South Pass is a historic site because it provided a gentle crossing of the Continental Divide.  But where, you might ask, was North Pass?  Well, actually North Pass was the former name of Lemhi Pass on the Idaho/Montana boundary, where I’d camped a few nights earlier.  It was renamed “Lemhi Pass” in honor of the Lemhi Indians in the late 1800s.  So now you know.

I stopped at Split Rock, one of the landmarks of the Oregon Trail, just as I had back in 1993.  That year was the 150th anniversary of the opening of the Oregon Trail, so I decided to follow it all the way from St. Louis to Portland.  After spending 30 minutes at Split Rock, I got back in the truck and continued on to Laramie, where I checked into my motel (yes, an actual motel) around 3 p.m.

One of my old friends from Portland, Warren, lives in Laramie and I’d sent him an email a week earlier, telling him I’d be coming through town.  Warren and I used to work for the same engineering firm in Portland doing computer mapping.  I hadn’t seen him in about four years, just before his wedding in Portland.  No, I didn’t see him AT his wedding – I was invited, but I never attend weddings (too much formality).  So instead we had some grilled brats on my patio deck in Portland a few days before he got married.

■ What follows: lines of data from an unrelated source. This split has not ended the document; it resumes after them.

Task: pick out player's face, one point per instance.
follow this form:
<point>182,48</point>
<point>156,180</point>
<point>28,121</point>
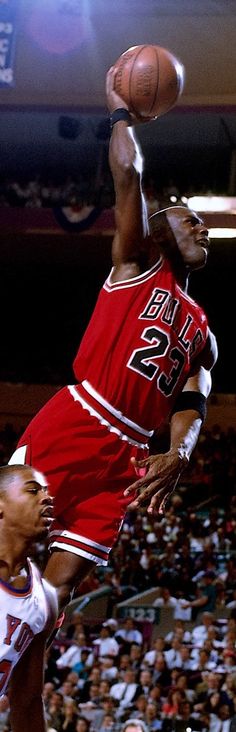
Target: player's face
<point>191,236</point>
<point>27,506</point>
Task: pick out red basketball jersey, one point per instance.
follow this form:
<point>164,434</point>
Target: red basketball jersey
<point>140,344</point>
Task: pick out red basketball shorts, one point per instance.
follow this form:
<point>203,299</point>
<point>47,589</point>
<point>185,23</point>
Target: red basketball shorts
<point>87,465</point>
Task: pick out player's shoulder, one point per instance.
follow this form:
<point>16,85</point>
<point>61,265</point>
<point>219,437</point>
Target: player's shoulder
<point>50,593</point>
<point>51,597</point>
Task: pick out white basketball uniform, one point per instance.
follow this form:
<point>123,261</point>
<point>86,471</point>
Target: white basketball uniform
<point>23,613</point>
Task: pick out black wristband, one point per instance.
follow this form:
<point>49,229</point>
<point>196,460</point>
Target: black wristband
<point>191,400</point>
<point>119,114</point>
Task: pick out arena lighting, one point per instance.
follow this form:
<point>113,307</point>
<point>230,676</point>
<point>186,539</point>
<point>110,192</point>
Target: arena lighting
<point>212,203</point>
<point>222,233</point>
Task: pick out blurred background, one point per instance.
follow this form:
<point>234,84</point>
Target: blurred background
<point>56,193</point>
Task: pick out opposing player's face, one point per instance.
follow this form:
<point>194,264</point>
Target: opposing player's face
<point>27,506</point>
<point>191,236</point>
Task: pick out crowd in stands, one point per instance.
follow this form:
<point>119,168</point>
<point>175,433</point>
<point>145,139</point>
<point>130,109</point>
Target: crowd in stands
<point>42,193</point>
<point>103,673</point>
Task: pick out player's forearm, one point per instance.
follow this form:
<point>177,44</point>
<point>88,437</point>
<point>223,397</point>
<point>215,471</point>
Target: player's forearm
<point>27,717</point>
<point>185,427</point>
<point>125,157</point>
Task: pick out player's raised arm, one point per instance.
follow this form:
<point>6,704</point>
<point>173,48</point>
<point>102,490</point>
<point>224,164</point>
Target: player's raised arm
<point>126,165</point>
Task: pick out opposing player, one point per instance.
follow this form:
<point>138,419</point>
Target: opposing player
<point>28,603</point>
<point>145,358</point>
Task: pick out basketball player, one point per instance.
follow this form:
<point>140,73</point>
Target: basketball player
<point>145,358</point>
<point>28,604</point>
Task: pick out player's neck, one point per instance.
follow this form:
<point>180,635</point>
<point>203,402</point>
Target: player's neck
<point>13,558</point>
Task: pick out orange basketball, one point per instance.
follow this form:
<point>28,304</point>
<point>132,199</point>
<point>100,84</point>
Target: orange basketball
<point>149,79</point>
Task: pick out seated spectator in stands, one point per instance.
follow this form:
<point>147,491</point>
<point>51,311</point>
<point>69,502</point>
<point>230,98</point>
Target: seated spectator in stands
<point>227,661</point>
<point>171,706</point>
<point>54,713</point>
<point>221,720</point>
<point>109,722</point>
<point>208,688</point>
<point>155,696</point>
<point>134,725</point>
<point>105,644</point>
<point>70,715</point>
<point>161,673</point>
<point>200,632</point>
<point>185,718</point>
<point>157,647</point>
<point>126,690</point>
<point>207,594</point>
<point>181,683</point>
<point>165,599</point>
<point>75,626</point>
<point>94,678</point>
<point>128,634</point>
<point>135,656</point>
<point>72,655</point>
<point>82,724</point>
<point>89,707</point>
<point>179,630</point>
<point>108,706</point>
<point>145,682</point>
<point>152,717</point>
<point>173,654</point>
<point>187,662</point>
<point>140,706</point>
<point>108,667</point>
<point>229,687</point>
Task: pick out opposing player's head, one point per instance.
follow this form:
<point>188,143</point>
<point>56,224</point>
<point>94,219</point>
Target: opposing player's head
<point>25,504</point>
<point>181,235</point>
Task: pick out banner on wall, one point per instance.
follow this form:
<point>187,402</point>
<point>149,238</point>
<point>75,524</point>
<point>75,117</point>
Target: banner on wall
<point>8,24</point>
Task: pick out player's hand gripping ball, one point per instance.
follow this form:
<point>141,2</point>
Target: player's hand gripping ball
<point>150,80</point>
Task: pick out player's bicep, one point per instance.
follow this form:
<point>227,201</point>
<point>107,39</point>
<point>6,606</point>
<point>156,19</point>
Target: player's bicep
<point>27,677</point>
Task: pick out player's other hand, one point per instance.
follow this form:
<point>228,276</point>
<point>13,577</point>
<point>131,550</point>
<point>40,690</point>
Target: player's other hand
<point>153,489</point>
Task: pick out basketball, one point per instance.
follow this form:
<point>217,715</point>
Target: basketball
<point>149,79</point>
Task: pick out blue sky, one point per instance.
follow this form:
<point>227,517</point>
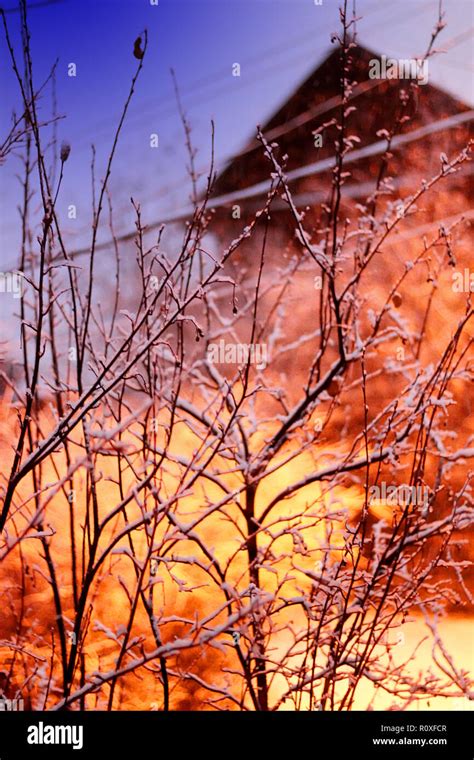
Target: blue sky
<point>276,42</point>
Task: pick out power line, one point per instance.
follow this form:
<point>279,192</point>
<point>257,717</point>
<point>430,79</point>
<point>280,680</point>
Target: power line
<point>33,6</point>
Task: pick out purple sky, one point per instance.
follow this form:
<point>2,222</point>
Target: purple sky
<point>276,42</point>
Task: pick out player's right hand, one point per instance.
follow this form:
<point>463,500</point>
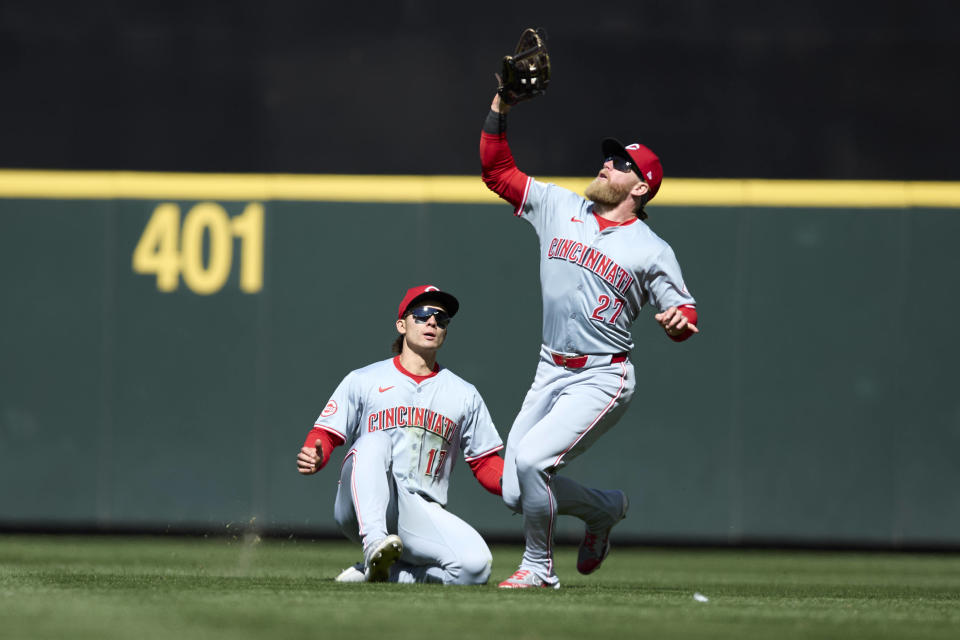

After checking into my motel in Laramie, I called Warren, then I went over to his house, which was near downtown Laramie and a few blocks south of the University of Wyoming campus.  He gave me a tour of the university, then we returned to his house and shortly afterwards, his wife, Karla, came home.  Karla, by the way, had worked for the same engineering firm in Portland, so she was an old friend, too. 

Warren grilled up a great steak dinner and the five of us (with Warren and Karla’s two kids) had a wonderful time.  I’m kind of a hermit, as you may have guessed from reading my website, and it had been a long time since I’d eaten dinner with anyone.  But I must admit that it was the nicest evening I’d spent in a long time.